Essayez donc de prononcer le mot « paix » dans une discussion, et vous serez réduit au silence en quelques secondes. Le dictionnaire a reconnu l'exclusion de ce mot de notre langage courant, ne laissant son usage qu'à ces prêtres importuns, du curé du coin au pape. Cette érosion sémantique trouve son origine dans l'habitude, que nous considérons comme naturelle, avec laquelle nous observons la guerre, où qu'elle éclate et qui que ce soit qui la déclenche. Morts, blessés, victimes innocentes ne sont plus que des chiffres dans un macabre bilan. Nous sommes résignés et passifs face à l'évolution de la guerre, et le concept de paix n'est même plus envisagé comme une utopie.
Avec un recul culturel et psychologique effrayant, nous en sommes venus à croire que seule la violence armée peut réguler les conflits, voire les relations internationales. Il y a toujours une bonne raison de bombarder des maisons et des personnes, et finalement, la guerre est désormais considérée comme un prix acceptable à payer pour nourrir l'idée qu'elle est le meilleur remède pour garantir notre capacité à coexister. Il y a eu d'autres périodes dans l'histoire, pas si lointaines – pensons aux années 1970, par exemple – où la violence était considérée comme inévitable pour résoudre les conflits. Mais alors, au moins, elle était imprégnée d'influences et de motivations idéologiques : aujourd'hui, c'est la violence sous toutes ses formes, comme moyen et comme fin, qui anéantit le droit international et exclut toute possibilité de négociations multilatérales non précédées des bombardements habituels. Seule la violence compte. peut apporter de l'ordre à nos vies.
L'éclipse du mot « paix » s'est rapidement propagée, telle une traînée de poudre, jusque dans la régulation des relations humaines. Notre langage est déjà belliqueux, empli d'insultes, de cris et de menaces. Les écoles semblent avoir délaissé cet aspect de l'éducation et doivent faire face à des élèves prêts à tout au nom de la violence, et à des parents qui agressent des enseignants ayant osé donner une mauvaise note à un élève méritant. Films, jeux vidéo, séries télévisées et émissions de débat glorifient souvent les réactions violentes, les présentant comme rapides et efficaces, tandis que le dialogue est perçu comme faible ou inefficace : la frontière entre victime et agresseur, qui devrait être claire et visible, devient floue et ténue.

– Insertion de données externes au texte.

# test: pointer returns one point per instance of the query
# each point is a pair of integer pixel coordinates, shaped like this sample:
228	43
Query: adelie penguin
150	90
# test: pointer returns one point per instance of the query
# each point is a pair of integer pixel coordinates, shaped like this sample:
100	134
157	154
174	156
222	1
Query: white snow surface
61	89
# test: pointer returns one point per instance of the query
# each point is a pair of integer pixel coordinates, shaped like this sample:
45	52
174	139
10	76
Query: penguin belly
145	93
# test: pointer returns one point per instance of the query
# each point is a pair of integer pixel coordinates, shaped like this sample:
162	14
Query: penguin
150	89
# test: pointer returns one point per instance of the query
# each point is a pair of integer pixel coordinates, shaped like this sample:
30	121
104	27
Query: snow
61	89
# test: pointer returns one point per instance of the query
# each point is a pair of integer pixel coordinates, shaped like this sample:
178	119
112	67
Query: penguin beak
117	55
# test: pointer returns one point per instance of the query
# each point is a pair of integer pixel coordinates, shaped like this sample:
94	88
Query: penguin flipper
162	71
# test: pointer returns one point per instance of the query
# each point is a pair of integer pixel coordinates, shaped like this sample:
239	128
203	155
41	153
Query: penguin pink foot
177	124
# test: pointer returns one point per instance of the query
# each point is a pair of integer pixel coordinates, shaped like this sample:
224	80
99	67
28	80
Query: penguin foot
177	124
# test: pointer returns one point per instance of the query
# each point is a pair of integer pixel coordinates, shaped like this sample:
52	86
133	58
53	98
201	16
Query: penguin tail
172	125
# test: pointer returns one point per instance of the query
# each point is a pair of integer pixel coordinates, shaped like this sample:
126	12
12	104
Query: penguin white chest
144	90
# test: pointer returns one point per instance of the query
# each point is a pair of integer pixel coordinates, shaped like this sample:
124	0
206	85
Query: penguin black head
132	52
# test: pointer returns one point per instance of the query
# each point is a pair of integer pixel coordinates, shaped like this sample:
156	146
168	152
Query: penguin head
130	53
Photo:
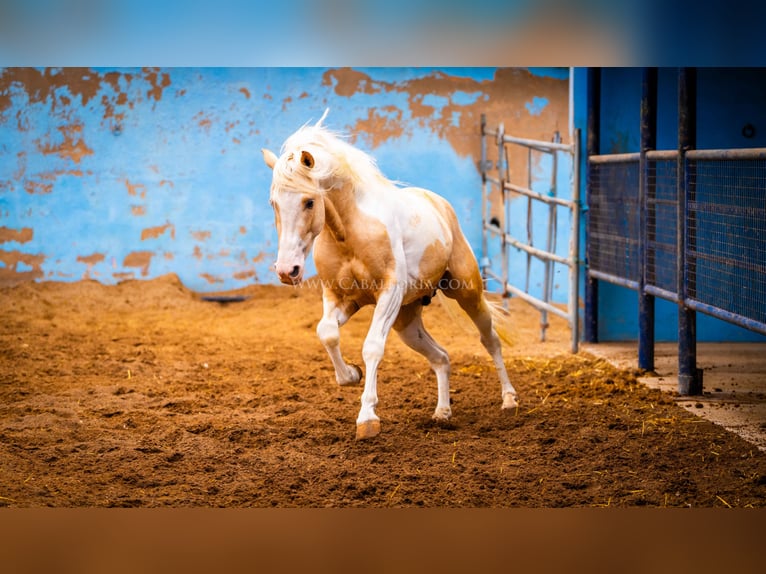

Les réseaux sociaux sont l'univers où la violence se développe et prolifère.
La violence de la guerre, qui exclut toute approche pacifique autre que la capitulation sans condition, à l'instar de la guerre privée qui débute par une insulte et dégénère en un meurtre horrible et lucide, est taillée sur mesure pour les hommes et les femmes épris de leur ego narcissique, incapables de toute autre forme de violence. dialogue qui ne dégénère pas en insulte, réfractaire à toute forme de doutePour être sûr, posez simplement une question à l'intelligence artificielle.
Dans certaines enquêtes menées aux États-Unis sur Une personne sur cinq estime que la violence est essentielle pour résoudre les profondes divisions politiques du pays. Alors qu'un tiers des jeunes Américains âgés de 18 à 29 ans considèrent la démocratie comme une limite dépassée, incapable de résoudre les problèmes, et privilégient nettement les méthodes violentes et belliqueuses des régimes autocratiques, une enquête récente de l'ISTAT, parmi les nombreuses études italiennes confirmant l'évolution culturelle en faveur du recours à la force pour réguler non seulement les relations entre nations, mais aussi celles entre individus, est particulièrement significative. Cette enquête portait sur les jeunes (sur lesquels repose notre avenir...) et sur la violence interpersonnelle. Environ 11,1% des garçons et des filles (14-19 ans) considèrent Il est acceptable que « dans une relation, une gifle puisse arriver de temps en temps » et 7,3% Il pense qu'il est normal de gifler sa petite amie qui a osé flirter avec quelqu'un d'autre, tandis que… 36 % des jeunes considère Il est acceptable, toujours ou dans certaines circonstances, qu'un garçon exerce un contrôle habituel (téléphone portable, réseaux sociaux) sur sa partenaireLe visage technologique de la violence qui a effacé les mots Paix et coexistence pacifique.